The investment banks that led the listing of Didi Global Inc on the New York Stock Exchange earned a handsome fee for the exercise, which valued the company at US$68 billion (RM285 billion). Goldman Sachs and Morgan Stanley earned some US$88.7 million from the exercise, which made Didi the most valuable Chinese company listing in the US since Alibaba Group Holding in 2014.

But the fees that the investment banks earned may not justify the agony the advisers potentially face from the controversial listing. Investors have filed a class action legal suit against Didi and the investment banks for allegedly omitting important information pertaining to an assessment of its personal data protection by the Cyberspace Administration of China (CAC).

Apart from legal action, both investment banks face reputational damage, especially pertaining to the quality of their due diligence of foreign listings in the US.

Didi’s share price came under selling pressure after its listing on June 30 when news broke on the CAC’s review of Didi’s personal data protection framework.

Investors would want to know if the two top-notch investment banks did sufficient due diligence on the CAC’s investigations into Chinese ride-hailing app companies.

Goldman Sachs is just recovering from the 1Malaysia Development Bhd debacle, in which it admitted to taking its eyes off the fundraising activities of the state investment fund. It resulted in a few of its top executives in Asia facilitating the transfer of billions raised by the Malaysian fund to individuals, including fugitive Jho Low and local politicians.
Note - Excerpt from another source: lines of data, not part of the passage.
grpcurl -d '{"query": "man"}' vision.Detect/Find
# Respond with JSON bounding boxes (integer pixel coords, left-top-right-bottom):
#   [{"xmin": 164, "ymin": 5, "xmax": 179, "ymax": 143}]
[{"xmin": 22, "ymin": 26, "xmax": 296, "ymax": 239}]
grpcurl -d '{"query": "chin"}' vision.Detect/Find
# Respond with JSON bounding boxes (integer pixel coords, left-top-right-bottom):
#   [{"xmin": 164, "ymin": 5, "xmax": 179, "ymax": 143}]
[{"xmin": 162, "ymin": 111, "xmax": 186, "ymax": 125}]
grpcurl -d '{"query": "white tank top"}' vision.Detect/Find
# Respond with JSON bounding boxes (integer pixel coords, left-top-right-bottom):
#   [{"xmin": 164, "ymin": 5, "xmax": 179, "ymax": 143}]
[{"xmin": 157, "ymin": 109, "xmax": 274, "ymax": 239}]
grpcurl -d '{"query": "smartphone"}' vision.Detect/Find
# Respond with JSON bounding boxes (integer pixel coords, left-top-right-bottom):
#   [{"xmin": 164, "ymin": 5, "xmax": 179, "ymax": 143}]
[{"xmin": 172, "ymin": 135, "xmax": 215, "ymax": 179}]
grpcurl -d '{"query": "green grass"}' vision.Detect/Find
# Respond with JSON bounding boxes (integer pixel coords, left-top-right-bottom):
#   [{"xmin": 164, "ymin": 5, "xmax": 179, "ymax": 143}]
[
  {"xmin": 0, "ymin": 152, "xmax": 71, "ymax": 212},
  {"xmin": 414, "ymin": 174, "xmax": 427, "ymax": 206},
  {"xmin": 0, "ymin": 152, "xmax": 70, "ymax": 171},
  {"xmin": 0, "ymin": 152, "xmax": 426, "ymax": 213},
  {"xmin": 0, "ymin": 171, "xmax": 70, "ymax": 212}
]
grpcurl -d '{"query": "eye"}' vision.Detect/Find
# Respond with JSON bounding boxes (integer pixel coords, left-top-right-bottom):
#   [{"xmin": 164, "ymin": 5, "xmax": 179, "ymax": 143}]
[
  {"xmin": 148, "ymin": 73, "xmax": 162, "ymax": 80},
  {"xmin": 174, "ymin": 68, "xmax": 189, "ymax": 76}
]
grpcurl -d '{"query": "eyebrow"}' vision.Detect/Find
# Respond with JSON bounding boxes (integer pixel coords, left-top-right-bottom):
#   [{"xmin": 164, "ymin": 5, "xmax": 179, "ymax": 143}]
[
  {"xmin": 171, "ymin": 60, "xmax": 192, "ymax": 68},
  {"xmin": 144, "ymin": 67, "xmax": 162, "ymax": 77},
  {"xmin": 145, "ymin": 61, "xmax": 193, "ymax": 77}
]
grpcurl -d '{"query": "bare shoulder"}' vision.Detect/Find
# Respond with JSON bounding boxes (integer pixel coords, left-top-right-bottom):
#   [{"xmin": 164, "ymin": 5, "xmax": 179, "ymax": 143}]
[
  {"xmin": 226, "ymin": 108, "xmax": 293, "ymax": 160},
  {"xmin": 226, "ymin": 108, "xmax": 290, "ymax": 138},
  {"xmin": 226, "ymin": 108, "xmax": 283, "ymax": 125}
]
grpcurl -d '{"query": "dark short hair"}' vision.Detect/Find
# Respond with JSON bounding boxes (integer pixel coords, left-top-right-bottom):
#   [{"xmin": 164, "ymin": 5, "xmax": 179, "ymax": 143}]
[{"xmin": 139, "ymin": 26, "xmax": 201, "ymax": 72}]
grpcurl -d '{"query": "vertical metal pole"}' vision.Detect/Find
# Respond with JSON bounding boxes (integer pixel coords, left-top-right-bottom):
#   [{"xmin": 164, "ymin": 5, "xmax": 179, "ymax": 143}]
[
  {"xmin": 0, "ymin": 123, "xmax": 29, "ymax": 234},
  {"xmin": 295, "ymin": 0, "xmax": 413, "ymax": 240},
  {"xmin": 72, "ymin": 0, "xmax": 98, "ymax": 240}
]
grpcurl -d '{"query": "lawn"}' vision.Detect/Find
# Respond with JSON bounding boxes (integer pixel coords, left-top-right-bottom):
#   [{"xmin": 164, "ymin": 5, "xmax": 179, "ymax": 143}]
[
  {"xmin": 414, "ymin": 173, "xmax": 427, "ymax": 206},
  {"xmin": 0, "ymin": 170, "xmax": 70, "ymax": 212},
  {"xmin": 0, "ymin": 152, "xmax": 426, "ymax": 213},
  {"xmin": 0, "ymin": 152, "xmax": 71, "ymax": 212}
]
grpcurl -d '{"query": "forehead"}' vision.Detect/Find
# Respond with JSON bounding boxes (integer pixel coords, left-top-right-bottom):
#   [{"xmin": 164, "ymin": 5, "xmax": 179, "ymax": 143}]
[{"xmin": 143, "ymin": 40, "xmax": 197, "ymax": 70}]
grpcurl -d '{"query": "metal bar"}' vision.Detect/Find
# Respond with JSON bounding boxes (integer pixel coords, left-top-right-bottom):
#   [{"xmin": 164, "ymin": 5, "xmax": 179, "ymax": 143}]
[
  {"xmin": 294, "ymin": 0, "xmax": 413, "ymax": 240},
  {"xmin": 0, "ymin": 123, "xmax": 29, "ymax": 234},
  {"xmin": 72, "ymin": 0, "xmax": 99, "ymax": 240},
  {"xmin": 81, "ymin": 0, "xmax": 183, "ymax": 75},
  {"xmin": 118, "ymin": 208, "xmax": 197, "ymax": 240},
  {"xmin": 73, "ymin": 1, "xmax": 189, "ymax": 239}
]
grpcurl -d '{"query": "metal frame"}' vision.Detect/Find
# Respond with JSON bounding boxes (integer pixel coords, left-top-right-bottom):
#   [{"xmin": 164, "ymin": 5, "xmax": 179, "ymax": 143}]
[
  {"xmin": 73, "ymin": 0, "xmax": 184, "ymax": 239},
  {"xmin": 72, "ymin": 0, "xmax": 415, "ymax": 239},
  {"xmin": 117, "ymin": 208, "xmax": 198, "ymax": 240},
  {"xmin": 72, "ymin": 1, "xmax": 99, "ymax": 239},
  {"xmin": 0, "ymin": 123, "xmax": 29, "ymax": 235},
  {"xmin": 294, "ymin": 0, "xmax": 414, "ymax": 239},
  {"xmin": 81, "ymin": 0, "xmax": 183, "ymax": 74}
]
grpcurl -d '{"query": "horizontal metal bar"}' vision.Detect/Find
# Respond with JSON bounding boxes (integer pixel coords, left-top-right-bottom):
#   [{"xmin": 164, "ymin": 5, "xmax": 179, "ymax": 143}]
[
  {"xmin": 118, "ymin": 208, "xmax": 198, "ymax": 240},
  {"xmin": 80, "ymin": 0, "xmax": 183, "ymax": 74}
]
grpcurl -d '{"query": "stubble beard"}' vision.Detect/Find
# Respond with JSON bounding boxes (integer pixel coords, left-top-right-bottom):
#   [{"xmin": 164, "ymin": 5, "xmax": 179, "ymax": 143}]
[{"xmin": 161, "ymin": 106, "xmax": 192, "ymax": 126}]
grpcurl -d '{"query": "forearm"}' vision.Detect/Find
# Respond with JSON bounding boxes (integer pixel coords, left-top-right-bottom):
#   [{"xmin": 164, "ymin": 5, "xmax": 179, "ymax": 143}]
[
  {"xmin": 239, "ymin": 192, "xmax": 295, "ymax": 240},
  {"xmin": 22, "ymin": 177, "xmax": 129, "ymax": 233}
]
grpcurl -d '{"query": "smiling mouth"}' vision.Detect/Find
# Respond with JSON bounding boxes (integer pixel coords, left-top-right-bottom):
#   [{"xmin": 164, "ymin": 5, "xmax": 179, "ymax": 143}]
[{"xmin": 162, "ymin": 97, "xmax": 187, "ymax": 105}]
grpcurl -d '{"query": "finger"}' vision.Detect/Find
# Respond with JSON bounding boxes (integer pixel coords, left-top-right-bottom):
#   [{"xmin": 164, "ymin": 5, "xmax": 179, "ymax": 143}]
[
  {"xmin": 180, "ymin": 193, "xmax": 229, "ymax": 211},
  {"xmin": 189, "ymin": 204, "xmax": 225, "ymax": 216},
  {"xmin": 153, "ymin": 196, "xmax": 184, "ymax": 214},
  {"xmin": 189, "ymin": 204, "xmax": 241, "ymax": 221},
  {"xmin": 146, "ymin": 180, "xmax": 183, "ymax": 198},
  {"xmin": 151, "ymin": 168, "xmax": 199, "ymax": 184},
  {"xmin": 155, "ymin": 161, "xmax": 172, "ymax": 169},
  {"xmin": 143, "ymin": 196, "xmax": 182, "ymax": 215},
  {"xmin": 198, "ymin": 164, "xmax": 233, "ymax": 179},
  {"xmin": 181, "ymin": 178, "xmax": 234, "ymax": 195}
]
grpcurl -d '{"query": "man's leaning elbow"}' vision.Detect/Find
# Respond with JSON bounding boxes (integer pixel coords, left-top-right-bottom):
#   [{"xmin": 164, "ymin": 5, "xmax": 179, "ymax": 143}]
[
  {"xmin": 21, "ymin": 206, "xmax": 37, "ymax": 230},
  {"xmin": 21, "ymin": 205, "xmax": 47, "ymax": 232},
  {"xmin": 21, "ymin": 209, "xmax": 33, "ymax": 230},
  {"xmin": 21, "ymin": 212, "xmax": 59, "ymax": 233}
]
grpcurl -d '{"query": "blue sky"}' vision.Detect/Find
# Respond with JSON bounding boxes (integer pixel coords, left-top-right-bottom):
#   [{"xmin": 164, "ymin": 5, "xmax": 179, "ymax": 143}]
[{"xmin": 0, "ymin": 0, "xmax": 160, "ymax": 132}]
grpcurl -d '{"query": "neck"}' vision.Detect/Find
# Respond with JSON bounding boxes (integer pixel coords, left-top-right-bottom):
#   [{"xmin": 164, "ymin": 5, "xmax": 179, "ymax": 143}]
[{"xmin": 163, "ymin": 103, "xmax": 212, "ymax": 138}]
Former prime minister Datuk Seri Najib Razak is on trial for the 1MDB fiasco.

The listing of Didi and the resultant disastrous performance is a stark reminder to investment banks on the critical role they play in assessing the valuations of new listings.

In Didi’s case, it has been reported that the CAC had advised the company to delay its listing until it completed its review of the company’s personal data protection. The ride-hailing app company, which raised US$4.4 billion from its listing, has denied any knowledge of the regulators advising it to delay the listing.

But the CAC’s clampdown affects the company’s operations, changes the dynamics and its valuations. Such information falls under the domain of investment bankers on whom investors rely.